The current health and long-term services and supports system is not structured to fund the delivery of evidence-based interventions (Gitlin et al., 2015). However, there are a few instances of evidence-based interventions for people with dementia and their caregivers that have found ways to obtain ongoing funding. For example, three home health care agencies and two private agencies obtained Medicare reimbursement for the Skills2Care intervention, and the National Family Caregiver Support Program funded the delivery of Skills2Care in five Area Agencies on Aging (Maslow, 2012). Securing such financial support can be time consuming, and maintaining funding can require ongoing efforts by researchers and others. After initial federal funding ended, ADSSP interventions were most commonly sustained through Titles III-D (Disease Prevention and Health Promotion Services) or III-E (National Family Caregiver Support Program) of the Older Americans Act (Gould et al., 2017; Maslow, 2012). In most cases, Medicare, Medicaid, and commercial insurance reimbursement is not available.


Strategies to Improve Translation and Dissemination

Because interventions may be more effective at a specific disease stage or for groups of people, it can be difficult to know which intervention to use for specific people with dementia or their caregivers (Gitlin et al., 2015; Maslow, 2012). An intervention classification system would allow for a better understanding of the programs, similarities and differences between programs, and help identify research gaps (Gitlin et al., 2015; Maslow, 2012). A classification system could include categories for what is involved in each program, the target population for each, and the types of issues addressed (Maslow, 2012).
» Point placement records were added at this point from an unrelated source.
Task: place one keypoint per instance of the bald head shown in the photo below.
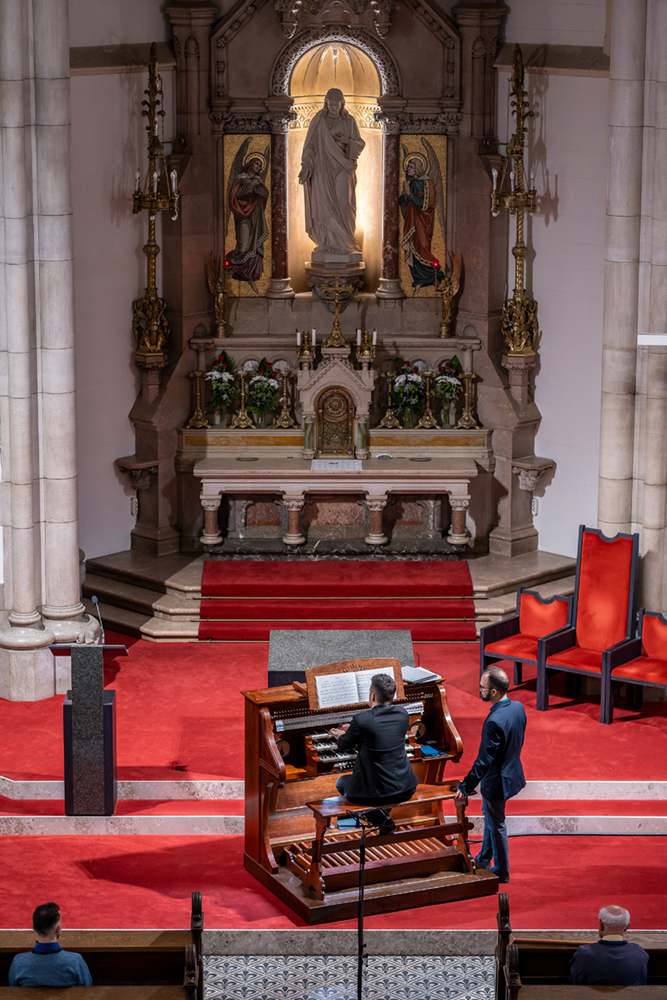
(613, 920)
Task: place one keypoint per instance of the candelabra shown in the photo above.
(216, 278)
(389, 420)
(285, 418)
(242, 419)
(158, 194)
(428, 421)
(448, 290)
(519, 326)
(336, 338)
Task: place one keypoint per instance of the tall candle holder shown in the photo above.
(285, 418)
(158, 194)
(389, 420)
(242, 420)
(428, 421)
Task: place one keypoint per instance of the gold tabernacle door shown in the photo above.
(293, 844)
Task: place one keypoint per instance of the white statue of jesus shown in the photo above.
(329, 178)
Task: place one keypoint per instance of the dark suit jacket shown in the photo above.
(382, 771)
(609, 963)
(498, 764)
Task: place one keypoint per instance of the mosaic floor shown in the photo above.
(327, 977)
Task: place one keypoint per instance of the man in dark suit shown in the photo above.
(611, 961)
(382, 772)
(498, 767)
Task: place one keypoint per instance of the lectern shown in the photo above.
(89, 733)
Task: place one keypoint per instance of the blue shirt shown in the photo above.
(498, 764)
(609, 963)
(49, 965)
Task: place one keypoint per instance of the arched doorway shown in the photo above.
(337, 64)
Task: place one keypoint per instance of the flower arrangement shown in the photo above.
(223, 385)
(409, 388)
(262, 389)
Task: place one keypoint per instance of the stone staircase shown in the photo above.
(159, 598)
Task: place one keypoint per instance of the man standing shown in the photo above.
(382, 772)
(47, 964)
(498, 767)
(611, 961)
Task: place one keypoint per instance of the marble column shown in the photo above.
(621, 275)
(38, 414)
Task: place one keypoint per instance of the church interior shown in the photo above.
(333, 339)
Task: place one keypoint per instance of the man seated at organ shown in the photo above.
(382, 772)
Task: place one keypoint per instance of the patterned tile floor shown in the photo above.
(334, 977)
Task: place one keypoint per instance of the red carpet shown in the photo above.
(133, 882)
(180, 716)
(432, 599)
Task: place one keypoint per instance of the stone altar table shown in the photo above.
(293, 477)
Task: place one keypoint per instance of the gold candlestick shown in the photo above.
(285, 418)
(389, 420)
(158, 194)
(242, 419)
(428, 421)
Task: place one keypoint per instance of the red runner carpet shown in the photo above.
(243, 601)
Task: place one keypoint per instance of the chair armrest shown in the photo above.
(621, 652)
(499, 630)
(556, 642)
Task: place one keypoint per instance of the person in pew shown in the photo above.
(47, 964)
(382, 772)
(498, 768)
(611, 961)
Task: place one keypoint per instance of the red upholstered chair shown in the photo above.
(640, 662)
(516, 638)
(603, 612)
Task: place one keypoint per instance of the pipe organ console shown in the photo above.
(292, 841)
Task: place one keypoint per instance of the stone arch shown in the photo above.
(383, 61)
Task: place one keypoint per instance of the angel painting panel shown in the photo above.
(247, 197)
(422, 203)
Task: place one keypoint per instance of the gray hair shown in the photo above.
(615, 918)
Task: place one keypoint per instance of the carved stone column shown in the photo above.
(376, 506)
(294, 506)
(211, 534)
(280, 115)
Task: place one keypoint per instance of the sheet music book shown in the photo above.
(347, 688)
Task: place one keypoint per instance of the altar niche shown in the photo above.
(344, 66)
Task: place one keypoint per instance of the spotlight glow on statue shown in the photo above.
(329, 178)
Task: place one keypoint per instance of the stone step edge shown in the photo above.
(146, 790)
(209, 826)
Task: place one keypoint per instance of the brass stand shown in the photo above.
(149, 323)
(216, 278)
(519, 327)
(428, 421)
(198, 418)
(389, 420)
(285, 418)
(242, 419)
(466, 421)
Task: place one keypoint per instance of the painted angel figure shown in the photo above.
(247, 196)
(422, 198)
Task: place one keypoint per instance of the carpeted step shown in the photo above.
(322, 609)
(259, 631)
(331, 578)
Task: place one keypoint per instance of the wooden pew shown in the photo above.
(146, 965)
(538, 968)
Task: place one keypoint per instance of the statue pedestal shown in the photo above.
(321, 275)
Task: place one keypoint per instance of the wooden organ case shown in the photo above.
(291, 804)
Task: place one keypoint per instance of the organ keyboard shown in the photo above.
(292, 761)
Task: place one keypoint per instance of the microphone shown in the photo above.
(97, 605)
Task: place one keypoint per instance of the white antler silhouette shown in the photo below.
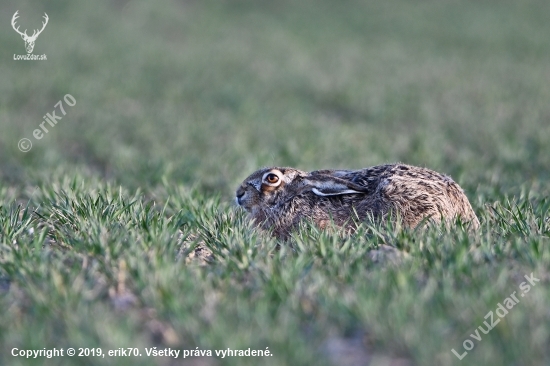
(29, 41)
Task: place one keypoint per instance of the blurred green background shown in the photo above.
(205, 92)
(179, 101)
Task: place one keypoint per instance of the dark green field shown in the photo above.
(178, 101)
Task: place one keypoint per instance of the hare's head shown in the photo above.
(272, 187)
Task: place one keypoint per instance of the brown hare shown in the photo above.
(278, 198)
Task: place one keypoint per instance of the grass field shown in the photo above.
(178, 101)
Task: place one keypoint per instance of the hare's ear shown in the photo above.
(326, 185)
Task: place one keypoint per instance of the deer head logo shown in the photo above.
(29, 41)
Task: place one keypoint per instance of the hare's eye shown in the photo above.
(272, 178)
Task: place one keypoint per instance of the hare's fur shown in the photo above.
(278, 198)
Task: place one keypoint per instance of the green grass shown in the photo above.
(178, 101)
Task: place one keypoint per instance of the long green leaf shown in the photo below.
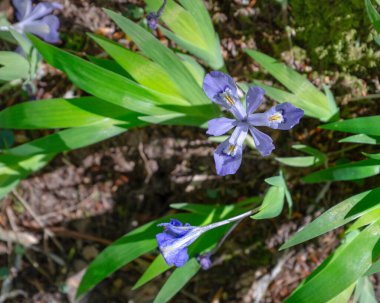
(365, 125)
(69, 139)
(144, 71)
(272, 205)
(61, 113)
(297, 84)
(126, 249)
(374, 16)
(352, 171)
(177, 281)
(162, 55)
(338, 273)
(103, 83)
(339, 215)
(361, 138)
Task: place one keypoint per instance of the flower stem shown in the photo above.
(230, 220)
(161, 9)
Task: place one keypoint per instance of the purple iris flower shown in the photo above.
(205, 261)
(222, 90)
(176, 238)
(37, 19)
(153, 17)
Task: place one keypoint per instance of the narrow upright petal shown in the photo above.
(239, 134)
(205, 261)
(43, 9)
(291, 114)
(176, 228)
(222, 90)
(219, 126)
(263, 142)
(23, 8)
(47, 28)
(227, 158)
(255, 98)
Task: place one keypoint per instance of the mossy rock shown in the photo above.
(335, 33)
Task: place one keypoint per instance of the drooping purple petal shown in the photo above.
(291, 114)
(43, 9)
(255, 97)
(239, 134)
(219, 126)
(47, 28)
(178, 259)
(227, 164)
(172, 257)
(23, 8)
(152, 19)
(263, 142)
(176, 228)
(163, 239)
(216, 83)
(222, 90)
(238, 110)
(205, 261)
(282, 116)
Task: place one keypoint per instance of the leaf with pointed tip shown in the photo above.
(177, 280)
(272, 205)
(162, 55)
(339, 215)
(69, 139)
(298, 85)
(62, 113)
(351, 171)
(337, 273)
(361, 138)
(364, 125)
(102, 83)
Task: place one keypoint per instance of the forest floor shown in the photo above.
(84, 200)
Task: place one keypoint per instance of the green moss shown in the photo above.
(335, 32)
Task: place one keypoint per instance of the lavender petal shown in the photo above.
(215, 83)
(255, 98)
(239, 134)
(291, 114)
(179, 259)
(23, 8)
(43, 9)
(226, 164)
(263, 142)
(47, 28)
(219, 126)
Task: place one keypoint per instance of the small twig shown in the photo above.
(62, 232)
(13, 294)
(146, 163)
(37, 218)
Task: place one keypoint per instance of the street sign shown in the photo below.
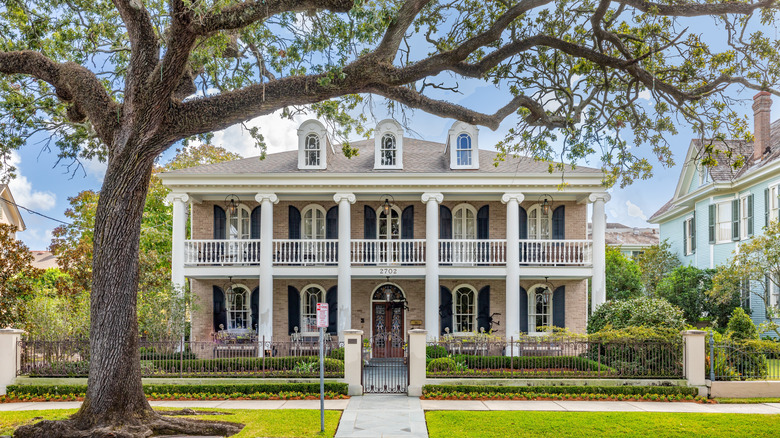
(322, 315)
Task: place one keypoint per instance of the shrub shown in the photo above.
(442, 364)
(636, 312)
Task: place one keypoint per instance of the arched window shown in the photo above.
(239, 223)
(311, 295)
(389, 223)
(539, 223)
(539, 309)
(312, 150)
(465, 308)
(463, 148)
(238, 308)
(313, 222)
(388, 150)
(464, 222)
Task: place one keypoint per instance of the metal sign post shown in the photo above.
(322, 323)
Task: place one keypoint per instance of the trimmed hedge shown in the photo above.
(270, 388)
(610, 390)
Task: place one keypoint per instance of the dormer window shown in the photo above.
(312, 150)
(463, 151)
(388, 150)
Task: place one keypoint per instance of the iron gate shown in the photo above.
(385, 370)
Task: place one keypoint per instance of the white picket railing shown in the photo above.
(556, 252)
(472, 251)
(388, 252)
(306, 251)
(219, 252)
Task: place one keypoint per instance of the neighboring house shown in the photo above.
(632, 241)
(9, 212)
(408, 234)
(713, 209)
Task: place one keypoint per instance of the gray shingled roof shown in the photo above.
(420, 156)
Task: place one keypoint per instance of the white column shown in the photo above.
(344, 200)
(512, 201)
(178, 235)
(599, 280)
(266, 305)
(432, 201)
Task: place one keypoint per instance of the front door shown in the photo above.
(388, 333)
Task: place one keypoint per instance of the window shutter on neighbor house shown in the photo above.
(445, 309)
(735, 219)
(483, 222)
(523, 310)
(293, 309)
(483, 309)
(332, 298)
(559, 223)
(220, 313)
(294, 223)
(559, 307)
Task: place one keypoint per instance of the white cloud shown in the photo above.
(23, 192)
(635, 211)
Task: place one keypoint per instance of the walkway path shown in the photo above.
(383, 416)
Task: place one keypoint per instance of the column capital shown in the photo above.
(181, 197)
(260, 197)
(428, 197)
(604, 197)
(512, 196)
(349, 197)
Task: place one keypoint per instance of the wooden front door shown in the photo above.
(388, 334)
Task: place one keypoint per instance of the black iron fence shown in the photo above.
(553, 358)
(178, 358)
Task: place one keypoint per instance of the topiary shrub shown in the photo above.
(636, 312)
(442, 364)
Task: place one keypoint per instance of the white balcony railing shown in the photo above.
(306, 251)
(473, 251)
(215, 252)
(556, 252)
(388, 252)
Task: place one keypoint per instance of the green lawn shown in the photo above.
(266, 423)
(500, 424)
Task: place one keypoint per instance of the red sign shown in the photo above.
(322, 315)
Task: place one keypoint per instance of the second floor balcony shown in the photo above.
(387, 252)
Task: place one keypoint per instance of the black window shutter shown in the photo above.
(445, 222)
(735, 219)
(483, 309)
(332, 223)
(483, 222)
(559, 223)
(523, 220)
(750, 214)
(254, 223)
(219, 223)
(523, 311)
(293, 309)
(294, 223)
(332, 298)
(255, 307)
(407, 223)
(220, 313)
(369, 223)
(445, 309)
(559, 307)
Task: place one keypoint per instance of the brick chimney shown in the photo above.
(762, 102)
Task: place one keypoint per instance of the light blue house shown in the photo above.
(713, 209)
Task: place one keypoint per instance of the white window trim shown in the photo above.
(303, 314)
(532, 309)
(475, 307)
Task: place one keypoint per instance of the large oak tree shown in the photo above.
(124, 80)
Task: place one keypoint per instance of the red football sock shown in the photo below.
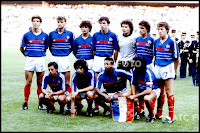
(69, 89)
(52, 103)
(27, 90)
(171, 100)
(96, 106)
(161, 101)
(152, 105)
(39, 90)
(137, 107)
(141, 104)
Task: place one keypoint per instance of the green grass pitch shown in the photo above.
(34, 120)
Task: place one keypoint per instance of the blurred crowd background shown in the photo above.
(16, 18)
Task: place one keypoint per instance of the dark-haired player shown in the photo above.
(127, 47)
(60, 46)
(57, 84)
(144, 47)
(110, 79)
(83, 82)
(33, 47)
(144, 87)
(194, 60)
(166, 62)
(104, 44)
(83, 43)
(184, 55)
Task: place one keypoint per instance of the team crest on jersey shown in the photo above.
(110, 39)
(167, 46)
(149, 42)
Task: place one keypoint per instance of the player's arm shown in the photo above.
(176, 63)
(89, 88)
(60, 92)
(50, 42)
(22, 50)
(101, 93)
(115, 55)
(145, 92)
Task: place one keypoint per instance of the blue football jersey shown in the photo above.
(82, 48)
(83, 81)
(35, 45)
(141, 83)
(104, 44)
(61, 44)
(144, 47)
(56, 84)
(165, 52)
(112, 83)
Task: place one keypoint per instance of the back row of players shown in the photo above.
(161, 57)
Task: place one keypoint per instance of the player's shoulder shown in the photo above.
(91, 71)
(122, 71)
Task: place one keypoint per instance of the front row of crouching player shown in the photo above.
(143, 84)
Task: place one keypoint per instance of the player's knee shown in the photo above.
(61, 98)
(67, 99)
(147, 98)
(90, 94)
(28, 83)
(41, 95)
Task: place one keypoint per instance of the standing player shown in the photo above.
(60, 46)
(111, 83)
(83, 82)
(144, 47)
(166, 63)
(127, 48)
(83, 43)
(145, 43)
(57, 83)
(104, 43)
(173, 36)
(33, 47)
(144, 87)
(194, 55)
(184, 55)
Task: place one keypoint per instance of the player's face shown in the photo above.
(61, 23)
(104, 25)
(53, 71)
(80, 70)
(126, 29)
(36, 23)
(85, 29)
(162, 32)
(183, 37)
(173, 34)
(108, 66)
(142, 30)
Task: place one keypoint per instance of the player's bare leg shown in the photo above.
(27, 89)
(171, 100)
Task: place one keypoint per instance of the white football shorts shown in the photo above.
(98, 64)
(157, 91)
(151, 66)
(165, 72)
(63, 63)
(90, 63)
(35, 64)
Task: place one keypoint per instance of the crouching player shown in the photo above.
(113, 86)
(83, 82)
(144, 86)
(57, 83)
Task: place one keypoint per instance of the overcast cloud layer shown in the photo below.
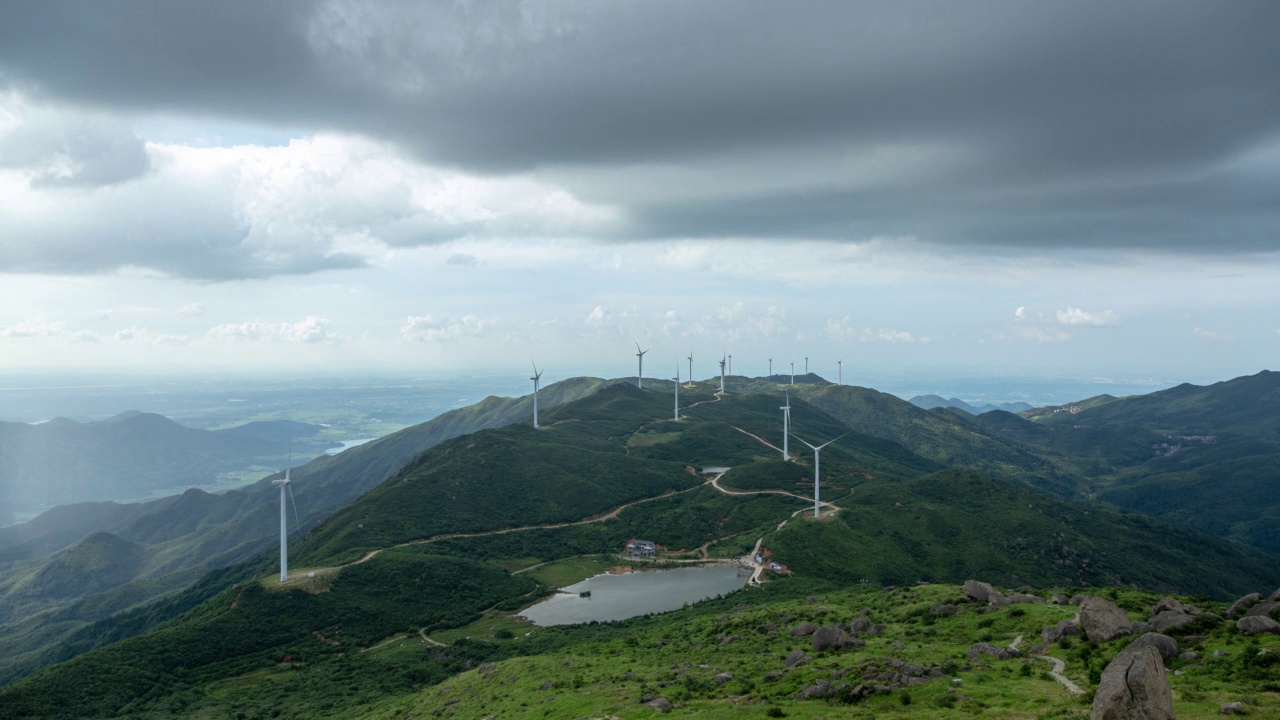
(942, 177)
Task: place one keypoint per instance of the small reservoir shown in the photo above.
(616, 597)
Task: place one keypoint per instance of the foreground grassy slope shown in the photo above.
(730, 659)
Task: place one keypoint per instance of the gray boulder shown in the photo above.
(796, 657)
(659, 703)
(1257, 624)
(828, 637)
(1262, 609)
(1102, 620)
(803, 629)
(1170, 619)
(1166, 645)
(1243, 604)
(1134, 687)
(977, 591)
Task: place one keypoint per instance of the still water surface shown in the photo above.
(617, 597)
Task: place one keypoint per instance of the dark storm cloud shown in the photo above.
(1105, 124)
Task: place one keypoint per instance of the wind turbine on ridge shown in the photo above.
(677, 391)
(535, 378)
(640, 369)
(786, 428)
(284, 533)
(816, 465)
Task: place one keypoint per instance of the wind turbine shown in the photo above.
(535, 378)
(640, 369)
(786, 428)
(816, 460)
(677, 391)
(284, 534)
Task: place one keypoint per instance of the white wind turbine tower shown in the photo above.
(284, 534)
(786, 428)
(640, 368)
(677, 391)
(816, 460)
(535, 378)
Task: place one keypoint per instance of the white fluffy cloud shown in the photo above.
(32, 328)
(426, 328)
(1078, 317)
(309, 329)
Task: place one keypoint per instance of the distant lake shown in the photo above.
(348, 445)
(617, 597)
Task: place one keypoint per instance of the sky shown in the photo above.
(913, 187)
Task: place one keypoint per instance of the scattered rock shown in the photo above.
(977, 591)
(803, 629)
(821, 688)
(1243, 604)
(944, 610)
(1170, 619)
(1102, 620)
(997, 652)
(796, 657)
(1257, 624)
(1165, 645)
(1133, 687)
(828, 637)
(1261, 609)
(659, 703)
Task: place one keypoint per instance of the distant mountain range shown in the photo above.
(417, 532)
(131, 455)
(606, 442)
(931, 401)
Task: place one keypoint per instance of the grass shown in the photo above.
(565, 573)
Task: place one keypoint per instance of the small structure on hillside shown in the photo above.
(641, 548)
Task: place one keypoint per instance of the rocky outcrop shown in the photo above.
(796, 657)
(1243, 604)
(978, 591)
(803, 629)
(828, 637)
(1257, 624)
(1165, 645)
(1134, 687)
(1102, 620)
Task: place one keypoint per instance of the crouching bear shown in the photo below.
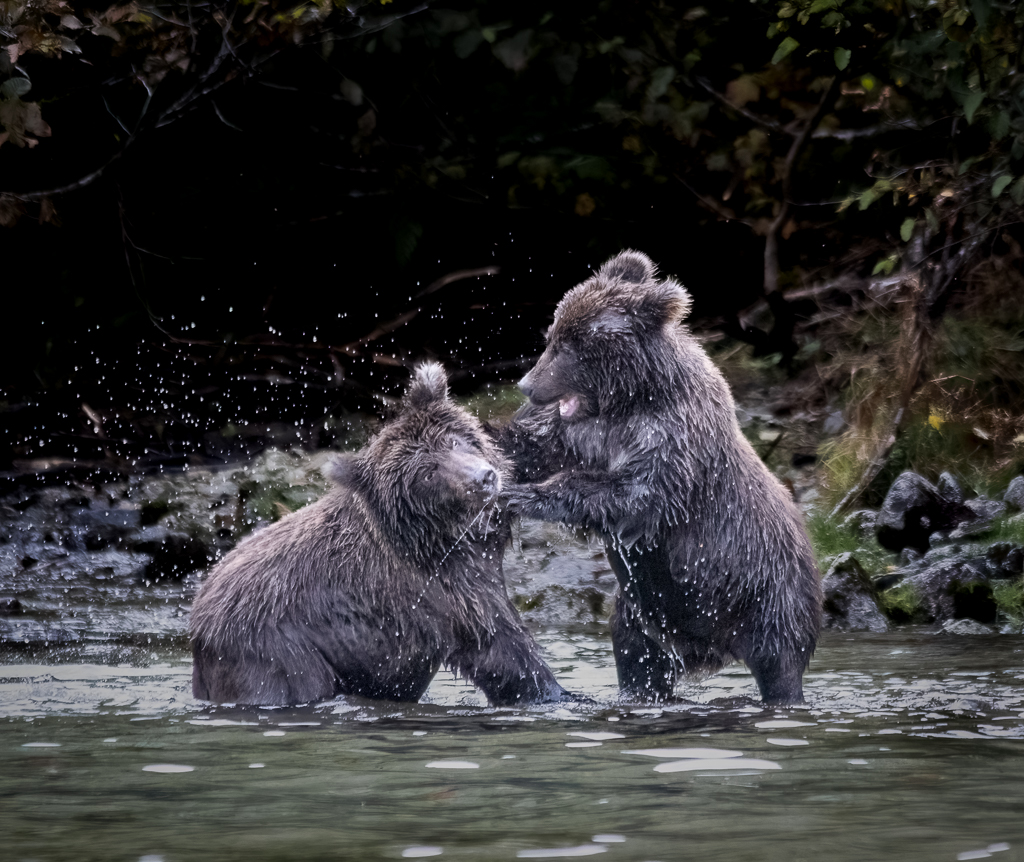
(631, 431)
(395, 572)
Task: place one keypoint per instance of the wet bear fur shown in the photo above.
(631, 431)
(393, 573)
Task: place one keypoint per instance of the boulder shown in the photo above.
(913, 510)
(950, 488)
(1014, 494)
(850, 603)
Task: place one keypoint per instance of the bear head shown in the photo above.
(430, 471)
(608, 345)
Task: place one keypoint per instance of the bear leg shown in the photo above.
(507, 666)
(645, 671)
(779, 678)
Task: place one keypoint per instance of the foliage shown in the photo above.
(1010, 599)
(900, 602)
(829, 539)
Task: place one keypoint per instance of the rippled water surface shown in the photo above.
(911, 746)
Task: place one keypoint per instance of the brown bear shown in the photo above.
(393, 573)
(631, 431)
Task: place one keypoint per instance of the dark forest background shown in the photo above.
(224, 225)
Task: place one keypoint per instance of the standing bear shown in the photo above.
(631, 431)
(395, 572)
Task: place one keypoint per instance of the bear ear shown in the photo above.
(611, 321)
(630, 266)
(429, 385)
(673, 300)
(345, 470)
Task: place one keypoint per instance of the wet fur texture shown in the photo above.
(394, 573)
(631, 431)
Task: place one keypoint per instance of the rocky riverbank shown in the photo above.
(105, 570)
(954, 560)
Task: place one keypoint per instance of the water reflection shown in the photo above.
(910, 746)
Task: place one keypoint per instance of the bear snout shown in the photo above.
(477, 477)
(542, 385)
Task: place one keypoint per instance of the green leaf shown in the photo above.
(14, 87)
(885, 265)
(871, 195)
(999, 125)
(786, 47)
(1000, 183)
(659, 82)
(1017, 191)
(972, 101)
(982, 12)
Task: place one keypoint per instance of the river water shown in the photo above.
(910, 747)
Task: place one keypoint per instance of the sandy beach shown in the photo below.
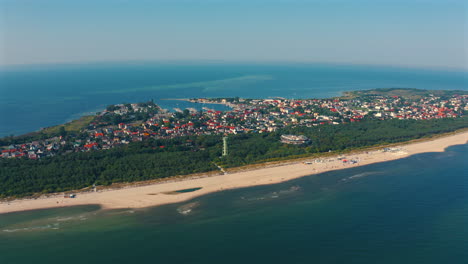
(164, 193)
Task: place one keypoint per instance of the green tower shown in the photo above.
(224, 146)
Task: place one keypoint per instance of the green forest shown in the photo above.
(154, 159)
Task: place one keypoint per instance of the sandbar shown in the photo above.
(160, 193)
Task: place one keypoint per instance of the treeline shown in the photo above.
(153, 159)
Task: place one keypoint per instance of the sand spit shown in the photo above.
(161, 193)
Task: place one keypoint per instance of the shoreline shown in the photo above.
(160, 193)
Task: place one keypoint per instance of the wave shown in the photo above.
(54, 226)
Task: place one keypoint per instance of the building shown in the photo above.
(294, 139)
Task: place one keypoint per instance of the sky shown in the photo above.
(414, 33)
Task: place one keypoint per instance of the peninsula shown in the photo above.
(140, 143)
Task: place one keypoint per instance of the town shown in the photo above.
(124, 123)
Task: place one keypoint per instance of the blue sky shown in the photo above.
(421, 33)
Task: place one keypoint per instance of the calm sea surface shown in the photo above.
(42, 96)
(413, 210)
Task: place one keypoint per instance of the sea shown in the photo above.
(412, 210)
(38, 96)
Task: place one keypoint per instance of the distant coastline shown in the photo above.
(134, 196)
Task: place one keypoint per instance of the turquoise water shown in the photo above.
(41, 96)
(413, 210)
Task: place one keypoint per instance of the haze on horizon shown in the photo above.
(415, 33)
Beyond a classification system, research is warranted on which groups of people with dementia could benefit from these interventions, such as those with early-onset dementia, late-stage dementia, non-Alzheimer's dementias, racial and ethnic minorities with dementia (Maslow, 2012), and individuals with intellectual and developmental disabilities (Courtenay, Jokinen, &Strydom, 2010).

An important focus for the future is creating replication guides that allow communities to implement interventions. Reports on effective interventions for people with dementia and their caregivers often do not include enough information to replicate the intervention in the community, so translation is difficult (Gitlin & Hodgson, 2015).

Finally, although many academic studies focus on "soft" impacts, such as caregiver burden, fewer studies assess "hard" impacts, such as reduced hospitalization, emergency room and nursing home use. These aspects of programs are important in translation research to determine the financial feasibility of each intervention and to appeal to future funders, such as health systems and health plans (Gitlin et al., 2015).



Moving evidence-based interventions for people with dementia into communities requires several steps. Translation studies help to determine if evidence-based interventions that have shown effectiveness in a research setting can show similar results in communities. To translate such interventions, factors include funding, collaborating with community organizations, modifying the intervention to fit real-world settings while also staying true to the original intervention, and evaluating results. Although evidence-based interventions for people with dementia and their caregivers have shown positive effects, to date they have not been widely translated into community-based settings.

Specific research on evidence-based interventions as they relate to specific groups of people with dementia and their caregivers is lacking. Future research efforts could include identifying subgroups of people with dementia who could benefit from these interventions. Development of a classification system for evidence-based programs could also help advance the field. Such a classification system could allow for a more complete understanding of evidence-based interventions that are most beneficial to people with dementia in various stages of the disease and with differing life circumstances.